Transitioning to the new embeddings models from ada

Hi,

We currently use Pinecone as our vector db where we have been storing vectors generated by ada-002 for the past year for use in our product.

If we want to transition to use the new v3 embeddings models - what’s the smoothest way to handle this from a product perspective?

I don’t want to have to handle re-embedding everything as there’s lots of unique IDs that are interlinked throughout our product with the existing embeddings. Given the number of companies our there in similar positions I’m curious what the best solution is for making the transition? Is it to use both in parallel somehow? Can the 1536 dimension vectors from v3 small be used in the same index as a 1536 vector generated by ada?

Thank you,

A

2 Likes

There may be some mathematical solution to this in time. There is currently no method for “upgrading” an ada-002 embedding vector to a new model that I am aware of. You may be able to recreate the embeddings from the associated text stored with each embedding in your Pinecone DB, presumably the entirety of the chunked text exists in there, and could be re-embedded.

There are only two solutions for this

  1. Re-embed your entire content
  2. Have a conditional in your code to handle old and new knowledgebase content and based on the request handle using new or old embeddings

No … you can’t combine ada-002 with 3-large or 3-small. I verified this with 1536 out of 3-small to ada-002, and also taking 3-large, truncating/rescaling to 1536, and this didn’t compare with ada-002 either.

So these models just aren’t compatible.

You would have to re-vector, re-embed, etc. And figure out how to transition between the new database and the old one.

One way to do this is to run everything on the old model, while you build the new one in the background. Once the new one is built, switch your operations over to this other DB and new embedding model for new incoming retrievals and queries.

I don’t know if there is a way in Pinecone to store different vectors in the same database. In my case, not using Pinecone, I would store all the raw data in a NoSQL type of database to store the vectors, extract them at “build time” being mindful of the model they come from, and create the memory structures from only the latest model, for compatibility reasons.

2 Likes

I am curious if anyone has any thoughts on how/if these new embed models will improve cosine similarity results against their embeddings.

Will 3072 vector dimension be a huge benefit over 1536 in terms of accuracy of results?

Results are on MTEB now. I’m a bit disappointed. Other models with much smaller dimensionality behave quite a bit better.

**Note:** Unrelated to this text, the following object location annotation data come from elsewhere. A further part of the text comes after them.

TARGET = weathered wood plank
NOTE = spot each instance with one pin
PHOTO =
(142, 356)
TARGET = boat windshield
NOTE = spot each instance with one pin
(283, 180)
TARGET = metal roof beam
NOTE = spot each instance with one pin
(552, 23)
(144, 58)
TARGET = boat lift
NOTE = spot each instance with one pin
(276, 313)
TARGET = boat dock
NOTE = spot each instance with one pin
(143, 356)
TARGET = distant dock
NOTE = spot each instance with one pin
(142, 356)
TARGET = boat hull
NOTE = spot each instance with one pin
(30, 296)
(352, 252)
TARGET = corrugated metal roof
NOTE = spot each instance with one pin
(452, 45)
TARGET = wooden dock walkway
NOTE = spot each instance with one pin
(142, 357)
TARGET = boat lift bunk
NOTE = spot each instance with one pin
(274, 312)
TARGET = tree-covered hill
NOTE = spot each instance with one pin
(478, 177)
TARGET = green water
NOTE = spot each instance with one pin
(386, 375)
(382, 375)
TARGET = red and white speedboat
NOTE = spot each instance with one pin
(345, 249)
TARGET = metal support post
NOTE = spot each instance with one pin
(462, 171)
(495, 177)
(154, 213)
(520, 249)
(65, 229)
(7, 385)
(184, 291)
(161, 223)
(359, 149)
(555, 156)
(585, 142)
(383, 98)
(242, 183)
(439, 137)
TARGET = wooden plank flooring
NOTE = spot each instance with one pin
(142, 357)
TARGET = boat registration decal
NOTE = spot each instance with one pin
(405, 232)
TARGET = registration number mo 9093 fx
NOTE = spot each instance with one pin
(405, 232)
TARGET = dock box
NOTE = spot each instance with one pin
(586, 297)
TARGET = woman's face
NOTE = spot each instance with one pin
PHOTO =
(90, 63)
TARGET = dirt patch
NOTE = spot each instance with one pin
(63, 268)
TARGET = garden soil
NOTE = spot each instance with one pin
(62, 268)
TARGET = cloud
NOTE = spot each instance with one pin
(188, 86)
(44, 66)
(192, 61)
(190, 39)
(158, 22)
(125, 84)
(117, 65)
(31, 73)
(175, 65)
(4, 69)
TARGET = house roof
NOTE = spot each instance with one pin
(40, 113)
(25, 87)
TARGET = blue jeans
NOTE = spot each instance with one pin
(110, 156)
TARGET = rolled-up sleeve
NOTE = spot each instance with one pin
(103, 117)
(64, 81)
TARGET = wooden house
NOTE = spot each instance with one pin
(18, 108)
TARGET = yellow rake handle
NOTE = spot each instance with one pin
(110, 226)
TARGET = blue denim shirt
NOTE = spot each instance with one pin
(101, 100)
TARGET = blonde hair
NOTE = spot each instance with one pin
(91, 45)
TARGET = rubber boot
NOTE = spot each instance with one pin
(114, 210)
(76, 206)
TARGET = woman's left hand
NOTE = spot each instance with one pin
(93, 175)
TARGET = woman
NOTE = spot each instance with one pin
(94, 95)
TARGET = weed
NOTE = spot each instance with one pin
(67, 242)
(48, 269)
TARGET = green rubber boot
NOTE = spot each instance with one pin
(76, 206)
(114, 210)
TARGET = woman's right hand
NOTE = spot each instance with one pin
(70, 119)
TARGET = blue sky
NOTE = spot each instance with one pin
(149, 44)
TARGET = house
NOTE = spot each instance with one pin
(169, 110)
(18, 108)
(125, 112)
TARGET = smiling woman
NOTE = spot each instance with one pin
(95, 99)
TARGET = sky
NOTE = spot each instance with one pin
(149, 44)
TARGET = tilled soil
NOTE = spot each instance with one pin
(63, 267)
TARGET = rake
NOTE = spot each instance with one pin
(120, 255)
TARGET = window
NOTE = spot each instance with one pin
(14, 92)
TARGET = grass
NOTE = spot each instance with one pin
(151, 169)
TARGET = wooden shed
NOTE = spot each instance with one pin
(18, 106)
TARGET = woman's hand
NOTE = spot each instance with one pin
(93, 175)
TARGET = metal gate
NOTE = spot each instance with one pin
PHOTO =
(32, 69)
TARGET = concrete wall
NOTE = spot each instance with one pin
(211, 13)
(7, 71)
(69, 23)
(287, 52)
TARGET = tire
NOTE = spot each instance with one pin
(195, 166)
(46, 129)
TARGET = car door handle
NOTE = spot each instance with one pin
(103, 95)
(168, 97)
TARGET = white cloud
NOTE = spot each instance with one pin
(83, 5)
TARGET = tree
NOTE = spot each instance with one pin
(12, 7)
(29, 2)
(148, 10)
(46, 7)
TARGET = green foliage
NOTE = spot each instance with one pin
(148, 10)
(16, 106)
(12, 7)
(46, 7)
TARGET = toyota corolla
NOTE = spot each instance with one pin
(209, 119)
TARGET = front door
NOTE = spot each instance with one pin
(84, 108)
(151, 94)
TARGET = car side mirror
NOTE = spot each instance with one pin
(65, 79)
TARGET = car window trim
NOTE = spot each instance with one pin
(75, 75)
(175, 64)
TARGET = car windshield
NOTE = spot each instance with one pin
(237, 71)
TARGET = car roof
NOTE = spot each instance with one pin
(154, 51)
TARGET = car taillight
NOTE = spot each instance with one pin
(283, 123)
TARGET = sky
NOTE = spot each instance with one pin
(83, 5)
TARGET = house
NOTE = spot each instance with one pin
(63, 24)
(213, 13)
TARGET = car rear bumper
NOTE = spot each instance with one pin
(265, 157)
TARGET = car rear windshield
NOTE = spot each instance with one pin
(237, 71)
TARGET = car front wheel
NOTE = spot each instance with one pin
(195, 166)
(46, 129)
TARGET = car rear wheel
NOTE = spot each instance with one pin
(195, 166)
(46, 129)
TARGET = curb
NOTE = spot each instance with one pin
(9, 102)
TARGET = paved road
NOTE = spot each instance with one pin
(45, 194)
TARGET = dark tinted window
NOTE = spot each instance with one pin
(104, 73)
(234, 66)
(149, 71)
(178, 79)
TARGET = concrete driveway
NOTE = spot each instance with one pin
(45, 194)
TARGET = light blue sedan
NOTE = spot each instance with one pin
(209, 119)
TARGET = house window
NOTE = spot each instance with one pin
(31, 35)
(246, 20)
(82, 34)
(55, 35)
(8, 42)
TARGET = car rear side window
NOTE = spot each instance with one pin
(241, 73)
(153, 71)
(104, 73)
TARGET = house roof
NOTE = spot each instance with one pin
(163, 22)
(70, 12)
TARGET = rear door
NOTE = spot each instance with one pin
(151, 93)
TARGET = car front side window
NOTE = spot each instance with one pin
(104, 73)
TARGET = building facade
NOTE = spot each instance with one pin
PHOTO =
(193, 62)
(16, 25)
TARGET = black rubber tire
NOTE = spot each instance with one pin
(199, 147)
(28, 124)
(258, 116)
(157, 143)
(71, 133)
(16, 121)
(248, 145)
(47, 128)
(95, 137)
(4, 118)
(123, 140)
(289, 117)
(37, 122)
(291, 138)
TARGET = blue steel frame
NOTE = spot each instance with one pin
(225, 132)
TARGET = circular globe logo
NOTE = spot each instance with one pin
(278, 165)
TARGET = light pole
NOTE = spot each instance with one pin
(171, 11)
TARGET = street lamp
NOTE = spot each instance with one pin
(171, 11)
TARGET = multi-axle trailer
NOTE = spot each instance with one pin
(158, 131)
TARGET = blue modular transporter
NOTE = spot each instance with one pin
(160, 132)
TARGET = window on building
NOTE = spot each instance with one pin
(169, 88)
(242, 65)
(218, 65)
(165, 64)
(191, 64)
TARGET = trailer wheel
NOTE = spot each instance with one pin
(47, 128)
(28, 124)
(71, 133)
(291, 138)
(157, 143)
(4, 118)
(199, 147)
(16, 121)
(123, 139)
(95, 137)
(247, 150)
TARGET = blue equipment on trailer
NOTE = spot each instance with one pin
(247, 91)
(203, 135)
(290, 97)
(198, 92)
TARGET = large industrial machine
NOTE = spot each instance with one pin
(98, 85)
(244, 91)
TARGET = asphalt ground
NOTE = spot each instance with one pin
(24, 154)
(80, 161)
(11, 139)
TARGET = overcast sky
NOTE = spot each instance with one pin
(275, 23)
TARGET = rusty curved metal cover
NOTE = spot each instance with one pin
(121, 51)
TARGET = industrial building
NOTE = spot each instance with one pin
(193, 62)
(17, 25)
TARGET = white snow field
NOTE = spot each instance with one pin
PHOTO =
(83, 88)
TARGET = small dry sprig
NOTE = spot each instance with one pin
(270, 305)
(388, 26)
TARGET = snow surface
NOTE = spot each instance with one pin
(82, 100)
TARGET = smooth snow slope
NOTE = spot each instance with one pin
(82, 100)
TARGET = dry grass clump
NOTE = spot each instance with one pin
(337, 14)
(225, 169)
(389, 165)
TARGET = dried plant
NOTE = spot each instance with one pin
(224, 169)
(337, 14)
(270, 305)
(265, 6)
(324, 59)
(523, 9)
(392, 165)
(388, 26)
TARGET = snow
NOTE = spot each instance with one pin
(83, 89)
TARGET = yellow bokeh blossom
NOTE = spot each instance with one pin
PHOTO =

Anyway, any type of improvement is nice of course but the benefits here seem very small.

2 Likes

Based on MTEB scores, the 3072 dimension is competitive with the SOTA models. The exact ranking depends on what you are doing.

For example, RAG is useful to me. So here is the MTEB rankings for 3-large @ 3072

3-large @ 3072 MTEB rankings for RAG:

4th for Retrieval @ 55.4 score (top is e5-mistral-7b-instruct @ 56.6 score)

Will you notice a difference in a score of 56.6 vs. 55.4? Not sure.

MTEB Retrieval uses BEIR :beers: :beer:

But what I do know is to get into the current “SOTA club” you need to go with 3-large at 3072 dimensions.

When there, you can relax and drink a (from the paper)
Screenshot 2024-01-26 at 4.21.32 PM

:rofl:

Sadly, 3-small ranks 17th at 1536 dimensions, so it’s not starting off on a good foot.

For reference ada-002 ranks 27th, so it’s already antiquated, and left for dead. :zombie: :man_zombie: :woman_zombie:

My plan is to use 3-large at 3072, and rapidly synthesize the lower dimensions, if needed for speed, on my own as discussed over here.

The sad thing about embedding models is that they are fixed in time, and as MTEB rankings come out every day, your favorite model inevitably starts dropping in rankings.

But you can always use multiple embedding models at once, and fuse them with RSF or RRF. Maybe shift the hybrid rankings over time, so de-emphasize sunsetting models and emphasize recent performers.

The trick here for the different models at once is the context length, as they vary all over the board. And each model provider has different latencies. So there are many other considerations to factor in here.

But in theory, you could do parallel API calls to, say, 5 models and fuse all the rankings into one.

The one good thing about this approach of model diversity is you get massive uptime, because you don’t rely on just one model.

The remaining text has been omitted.